As for literature about India and the rest of the East, she knew the limits of writers like E.M. Forster and Rudyard Kipling.
“These people were all writing about India through the British prism, through the lens of the British seeing a colonized people,” she told the public radio show “Fresh Air” in 1991. “And to that extent it was an inaccurate picture, in my view. And certainly they wrote largely about men.”
Gita Patnaik was born on Dec. 12, 1942, in New Delhi to Biju and Gyan Patnaik. In the 1940s her father was a daring pilot, flying missions for the British in Burma but also doing clandestine work for the pro-independence movement.
“Two weeks after I was born,” Ms. Mehta told “Fresh Air,” “my father was taken off in handcuffs to British jails, where he was kept for the next three and a half years.”
In “Snakes and Ladders,” she wrote that as he was being led away, her father whispered to her mother that she should dispose of pistols he was keeping for some young nationalists. Her mother stuffed them into pillowcases, drove to what seemed a secluded spot and threw them in a ditch.
“The next day Mother discovered she had decanted the pistols outside the walled compound of the Chief Inspector of Police,” Ms.
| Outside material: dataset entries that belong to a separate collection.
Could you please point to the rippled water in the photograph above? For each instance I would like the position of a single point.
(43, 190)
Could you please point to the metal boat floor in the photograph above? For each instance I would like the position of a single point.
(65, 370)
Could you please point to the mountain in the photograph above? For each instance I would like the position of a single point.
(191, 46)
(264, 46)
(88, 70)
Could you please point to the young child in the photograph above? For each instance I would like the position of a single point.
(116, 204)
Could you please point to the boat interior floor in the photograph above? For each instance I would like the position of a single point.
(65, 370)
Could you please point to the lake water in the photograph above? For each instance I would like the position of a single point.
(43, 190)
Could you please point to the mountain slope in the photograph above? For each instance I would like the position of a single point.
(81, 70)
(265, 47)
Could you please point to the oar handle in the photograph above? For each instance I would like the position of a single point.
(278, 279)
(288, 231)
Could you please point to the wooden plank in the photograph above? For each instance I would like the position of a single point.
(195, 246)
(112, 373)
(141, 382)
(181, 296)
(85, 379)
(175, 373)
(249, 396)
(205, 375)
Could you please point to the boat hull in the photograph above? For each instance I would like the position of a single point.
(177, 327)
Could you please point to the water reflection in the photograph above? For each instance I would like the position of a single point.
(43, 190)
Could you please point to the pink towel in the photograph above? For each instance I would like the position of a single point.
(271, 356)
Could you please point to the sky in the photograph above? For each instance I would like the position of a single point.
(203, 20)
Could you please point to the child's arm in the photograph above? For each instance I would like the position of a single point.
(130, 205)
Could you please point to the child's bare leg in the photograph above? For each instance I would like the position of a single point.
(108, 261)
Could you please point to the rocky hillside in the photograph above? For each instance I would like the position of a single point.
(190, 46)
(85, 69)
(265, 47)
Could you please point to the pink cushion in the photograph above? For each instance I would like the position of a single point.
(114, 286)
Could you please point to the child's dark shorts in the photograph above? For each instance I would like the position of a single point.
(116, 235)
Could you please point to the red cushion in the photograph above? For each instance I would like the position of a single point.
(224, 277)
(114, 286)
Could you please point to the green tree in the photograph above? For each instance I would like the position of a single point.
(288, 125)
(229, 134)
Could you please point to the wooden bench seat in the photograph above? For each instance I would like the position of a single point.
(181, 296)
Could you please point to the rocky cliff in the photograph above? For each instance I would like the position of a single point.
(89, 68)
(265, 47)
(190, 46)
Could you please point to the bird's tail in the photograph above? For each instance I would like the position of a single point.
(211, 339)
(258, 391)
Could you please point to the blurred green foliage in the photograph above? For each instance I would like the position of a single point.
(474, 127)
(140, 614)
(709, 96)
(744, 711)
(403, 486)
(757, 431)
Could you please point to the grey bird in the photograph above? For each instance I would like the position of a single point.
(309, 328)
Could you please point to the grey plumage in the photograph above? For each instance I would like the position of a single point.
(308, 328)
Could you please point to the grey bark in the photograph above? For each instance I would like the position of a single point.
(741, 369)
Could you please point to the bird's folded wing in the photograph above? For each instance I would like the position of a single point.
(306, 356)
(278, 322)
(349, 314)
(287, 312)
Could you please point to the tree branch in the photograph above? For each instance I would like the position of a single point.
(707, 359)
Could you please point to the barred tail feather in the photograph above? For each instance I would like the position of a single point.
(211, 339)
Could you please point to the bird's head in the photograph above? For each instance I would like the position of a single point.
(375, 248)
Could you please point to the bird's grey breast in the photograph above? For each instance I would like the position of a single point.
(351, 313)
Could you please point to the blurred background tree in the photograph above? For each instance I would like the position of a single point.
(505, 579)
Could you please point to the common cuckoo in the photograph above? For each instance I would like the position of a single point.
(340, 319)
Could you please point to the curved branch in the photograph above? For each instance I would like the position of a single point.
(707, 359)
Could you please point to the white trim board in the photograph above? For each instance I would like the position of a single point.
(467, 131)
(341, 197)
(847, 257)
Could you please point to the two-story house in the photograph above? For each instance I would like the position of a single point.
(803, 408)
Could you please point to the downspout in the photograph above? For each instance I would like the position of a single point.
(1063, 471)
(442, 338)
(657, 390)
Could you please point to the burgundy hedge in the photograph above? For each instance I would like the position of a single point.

Mehta wrote. “Fortunately, even in that moment of high melodrama, my mother, with the miserliness of the good housewife, had been careful not to use her monogrammed linen.”
Her father was released from prison in 1946 and went on to a successful career as a businessman and politician.
Ms. Mehta earned a degree at Cambridge University, which is also where she met Ajai Singh Mehta, known as Sonny. They married in 1965.
In her 20s Ms. Mehta taught briefly at Bombay University and worked on documentaries for British television, but she soon abandoned that career. “I fell back into my natural indolence,” she joked in the Sunday Telegram interview.
Mr. Mehta died in 2019. Ms. Mehta is survived by their son, Aditya Mehta; a granddaughter; and two brothers, Prem and Naveen Patnaik.
“I’m lucky to be a writer coming out of a civilization like India,” Ms. Mehta told The San Francisco Chronicle in 1993. “After all, ours is the civilization that based everything on relativity long before Albert Einstein came up with the physics of it. The notion of relativity, of time, of experience and of cognition is something we as writers can always tap into.”